«Если бы жива была моя мать, она бы тоже пришла воровать прощальную минуту ночью?.. Как хорошо, что я — один»…
Он зажег лампу, и тьма отступила от него в другую комнату, куда стало страшно ему зайти. На стене догорала «Осень» Левитана; на холодную гладь реки оседал тихий тоскливый вечер. Вершинин наклонился к письменному столу и выдвинул нижний ящик… А за ним наблюдали со стены глаза изумленной девушки, и в эту минуту, казалось, в них блестели слезы… Шурша бумагой, он недолго рылся в потайном ящике, куда не заглядывал давно и где хранилось оружие…
Повертев барабан, стал вкладывать пули. Они, эти желтые остроголовые пчелы, впивавшиеся в пустые соты, дрожали в его пальцах; под легким нажимом словно чужой руки курок поднялся и опустился мягко на свое место, — все было в исправности…
Оставалось одно — написать немного о себе людям перед тем, как уйти от них…
— Дайте квартиру директора, — закончив, сказал он по телефону. — Авдей Степаныч?.. Извините, что беспокою… Да, я… Может быть, вы зайдете ко мне?.. Через полчасика?.. Хорошо, спасибо…
И кинул на стол трубку… Мембрана продолжала еще звучать, взволнованная необычным разговором… Закурив последнюю папиросу, Вершинин смотрел на циферблат будильника, где стрелки двигались к намеченному пределу… Они вскоре сошлись на двенадцати…
— Пора… пора кончать, — сказал Вершинин, приподнимаясь от стола.
Он отступил на середину пола и поднял с наганом руку… Внизу вдруг нетерпеливо загрохали в запертую дверь, — он заторопился, закрыл глаза и, нацелясь в грудь, выстрелил… Падая, он слышал, как вслед за ним упало кресло, за которое схватился рукой, а там, внизу, в комнате Ариши, громко, на весь дом, взвизгнул, закричал женский голос…
Буран заметался в тоске и страхе, потом скоро затих; крадучись, он подполз ближе и мокрым языком начал лизать хозяина в щеку.
…Трещала дверь под напором сильных, перепуганных рук, копились на лестнице люди, скулила в комнате собака, застигнутая бедой врасплох. Первым ворвался Сотин, минуты через три появился Бережнов… Посреди пола лежал, поперек пестрых дорожек, распластанный лесовод Вершинин: снеговая бледность заливала лицо, откинутая рука медленно разжималась, роняла револьвер, ставший теперь ненужным…
— Кому-то звонил, — глухо вспоминал Сотин, обращаясь к Бережнову. — Я слышал, но слов не разобрал…
— Звонил мне… просил зайти через полчаса… Мне подумалось… я побежал, не медля ни минуты… и все-таки запоздал…
Пришел с лампой в руках Якуб, и хотя в комнате горела висячая лампа, он не погасил свою, а поставил на письменный стол, у которого стоял в раздумье Бережнов, вынимая из конверта записку… Читал он молча, наружно спокойный, только подергиванием губ выдавая свое волнение и растерянность перед загадкой:
«Мир вышел из
Юля… продолжай помогать
Простите… И прощайте.
У Бережнова мелькнула мысль о безумии лесовода, но, перечитав еще раз, он напал на след, начал угадывать смысл, сознательно спрятанный в эти необычные фразы.
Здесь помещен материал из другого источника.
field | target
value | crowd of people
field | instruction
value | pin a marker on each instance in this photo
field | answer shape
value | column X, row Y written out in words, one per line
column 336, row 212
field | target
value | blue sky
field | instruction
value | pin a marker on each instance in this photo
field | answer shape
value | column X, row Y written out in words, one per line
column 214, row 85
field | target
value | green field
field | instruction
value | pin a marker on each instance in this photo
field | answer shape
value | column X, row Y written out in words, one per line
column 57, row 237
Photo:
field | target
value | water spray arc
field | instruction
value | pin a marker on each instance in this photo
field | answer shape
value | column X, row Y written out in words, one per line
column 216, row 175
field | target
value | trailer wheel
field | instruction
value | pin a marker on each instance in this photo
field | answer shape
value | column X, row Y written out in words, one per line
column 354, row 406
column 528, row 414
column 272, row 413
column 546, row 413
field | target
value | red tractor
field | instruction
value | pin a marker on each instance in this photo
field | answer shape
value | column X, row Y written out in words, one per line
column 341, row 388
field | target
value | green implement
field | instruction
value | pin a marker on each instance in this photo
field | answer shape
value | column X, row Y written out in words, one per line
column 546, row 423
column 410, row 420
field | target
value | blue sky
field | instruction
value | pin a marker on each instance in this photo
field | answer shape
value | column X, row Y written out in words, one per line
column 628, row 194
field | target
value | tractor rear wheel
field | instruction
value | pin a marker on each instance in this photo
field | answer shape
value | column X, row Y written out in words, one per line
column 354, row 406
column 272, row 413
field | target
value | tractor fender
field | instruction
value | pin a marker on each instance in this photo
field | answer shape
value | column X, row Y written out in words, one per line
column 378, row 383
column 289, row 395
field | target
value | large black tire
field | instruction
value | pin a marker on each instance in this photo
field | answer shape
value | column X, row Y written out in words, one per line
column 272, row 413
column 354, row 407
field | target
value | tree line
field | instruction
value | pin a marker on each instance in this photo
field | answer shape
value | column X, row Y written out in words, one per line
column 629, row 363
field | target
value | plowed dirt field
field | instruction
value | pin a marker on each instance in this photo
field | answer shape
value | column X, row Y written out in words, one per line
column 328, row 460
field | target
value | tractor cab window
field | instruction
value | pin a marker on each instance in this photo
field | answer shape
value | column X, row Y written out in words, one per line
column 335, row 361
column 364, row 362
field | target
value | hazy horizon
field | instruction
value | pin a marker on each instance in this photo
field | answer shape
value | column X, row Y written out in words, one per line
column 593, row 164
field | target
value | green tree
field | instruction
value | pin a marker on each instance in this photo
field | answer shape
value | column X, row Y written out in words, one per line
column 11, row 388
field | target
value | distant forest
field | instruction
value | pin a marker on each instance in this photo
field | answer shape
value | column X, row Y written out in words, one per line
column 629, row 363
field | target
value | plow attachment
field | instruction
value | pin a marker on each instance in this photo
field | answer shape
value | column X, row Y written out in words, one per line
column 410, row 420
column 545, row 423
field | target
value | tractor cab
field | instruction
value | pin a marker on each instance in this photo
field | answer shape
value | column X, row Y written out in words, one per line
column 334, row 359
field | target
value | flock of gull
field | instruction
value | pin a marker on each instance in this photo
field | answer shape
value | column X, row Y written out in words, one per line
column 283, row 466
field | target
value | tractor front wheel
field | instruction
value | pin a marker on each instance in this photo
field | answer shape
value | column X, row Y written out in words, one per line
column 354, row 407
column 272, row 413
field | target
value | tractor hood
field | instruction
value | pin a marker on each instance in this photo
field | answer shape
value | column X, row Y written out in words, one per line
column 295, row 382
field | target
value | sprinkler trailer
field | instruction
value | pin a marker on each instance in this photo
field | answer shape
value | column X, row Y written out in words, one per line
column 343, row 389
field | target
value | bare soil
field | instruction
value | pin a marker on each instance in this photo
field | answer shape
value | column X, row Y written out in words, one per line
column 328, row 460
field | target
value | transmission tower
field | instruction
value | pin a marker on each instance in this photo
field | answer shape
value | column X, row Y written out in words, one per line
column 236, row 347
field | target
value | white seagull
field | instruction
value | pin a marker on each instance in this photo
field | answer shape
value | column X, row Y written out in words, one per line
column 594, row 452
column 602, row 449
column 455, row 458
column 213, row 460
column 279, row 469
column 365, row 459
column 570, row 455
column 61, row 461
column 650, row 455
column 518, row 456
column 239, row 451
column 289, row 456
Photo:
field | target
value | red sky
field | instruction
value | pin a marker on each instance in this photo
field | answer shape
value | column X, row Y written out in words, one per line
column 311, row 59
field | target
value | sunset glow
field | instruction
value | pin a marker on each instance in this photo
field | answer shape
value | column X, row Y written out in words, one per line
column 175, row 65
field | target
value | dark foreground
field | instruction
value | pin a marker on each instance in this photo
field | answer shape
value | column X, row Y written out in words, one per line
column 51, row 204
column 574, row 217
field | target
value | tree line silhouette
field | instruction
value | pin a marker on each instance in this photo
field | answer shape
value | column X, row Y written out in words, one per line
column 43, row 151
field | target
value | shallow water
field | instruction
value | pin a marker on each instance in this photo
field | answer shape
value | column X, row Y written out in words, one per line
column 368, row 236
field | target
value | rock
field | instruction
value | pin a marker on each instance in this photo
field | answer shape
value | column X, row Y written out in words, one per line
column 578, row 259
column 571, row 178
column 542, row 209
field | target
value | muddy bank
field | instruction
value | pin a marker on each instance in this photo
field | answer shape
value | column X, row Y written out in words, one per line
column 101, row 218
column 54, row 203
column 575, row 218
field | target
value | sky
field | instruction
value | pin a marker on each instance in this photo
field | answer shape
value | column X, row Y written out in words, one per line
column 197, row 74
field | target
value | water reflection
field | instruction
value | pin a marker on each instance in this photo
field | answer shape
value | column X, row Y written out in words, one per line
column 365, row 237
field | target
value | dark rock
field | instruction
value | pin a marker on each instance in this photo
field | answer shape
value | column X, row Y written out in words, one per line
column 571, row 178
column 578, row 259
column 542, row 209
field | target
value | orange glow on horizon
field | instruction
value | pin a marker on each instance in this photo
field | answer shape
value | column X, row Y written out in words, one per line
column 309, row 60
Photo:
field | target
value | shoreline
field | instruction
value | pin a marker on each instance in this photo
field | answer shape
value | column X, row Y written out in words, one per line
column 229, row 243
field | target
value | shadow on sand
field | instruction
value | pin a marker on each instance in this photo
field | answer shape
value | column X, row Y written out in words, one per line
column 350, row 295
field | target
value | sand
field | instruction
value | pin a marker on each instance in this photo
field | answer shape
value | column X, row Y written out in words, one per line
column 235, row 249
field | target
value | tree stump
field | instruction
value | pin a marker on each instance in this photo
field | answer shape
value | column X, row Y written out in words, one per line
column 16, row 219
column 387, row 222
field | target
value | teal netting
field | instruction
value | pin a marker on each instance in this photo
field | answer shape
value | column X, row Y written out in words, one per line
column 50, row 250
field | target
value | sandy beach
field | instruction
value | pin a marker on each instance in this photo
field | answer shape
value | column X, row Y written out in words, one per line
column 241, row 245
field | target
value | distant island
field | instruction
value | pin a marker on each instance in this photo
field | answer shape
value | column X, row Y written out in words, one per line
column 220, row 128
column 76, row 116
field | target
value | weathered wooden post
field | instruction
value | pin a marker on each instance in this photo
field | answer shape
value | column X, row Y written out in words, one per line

— Этого я не ждал все-таки, — произнес он, передавая письмо Сотину…
Ефрем Герасимыч отошел к окну, осторожно обойдя безжизненно раскинутые руки своего бывшего друга… Он отчаянно жалел, что не пришел сюда днем: как знать — может быть, сумел бы предотвратить ошибку, которая стала теперь непоправимой?.. Кто-то сзади тронул его за плечо — подошел Бережнов.
— Надо вызвать его сестру, — сказал он. — Ты адрес знаешь?
Вершинин застонал, и в тот же миг все в комнате замолкло. Сотин и Бережнов, став на колени, наклонились к Вершинину, ножницами простригли на левой труди рубаху и долго всматривались в маленькое темное отверстие, прожженное пулей: оно было правее и выше соска. Вырывавшийся из легких воздух ослабевал заметно, и только уже мелкие и редкие пузырьки выбивались наружу…
Он открыл глаза — большие, глубокие — и долго обшаривал стены, будто по ним узнавал, где он и что случилось… Потом чуть передвинулась голова, он застонал опять… На лице, осветленном последней мыслью, отображалось судорожное желание подняться…
В муках рождался новый день…
Эпилог
Юля спешила застать брата в живых: в телеграмме Бережнова — краткой и осторожной — оставалось маленькое место для надежды. Чутьем она угадывала, что во Вьясе еще произошло что-то — быть может, самое страшное, о котором по вполне понятным причинам не мог сообщить директор.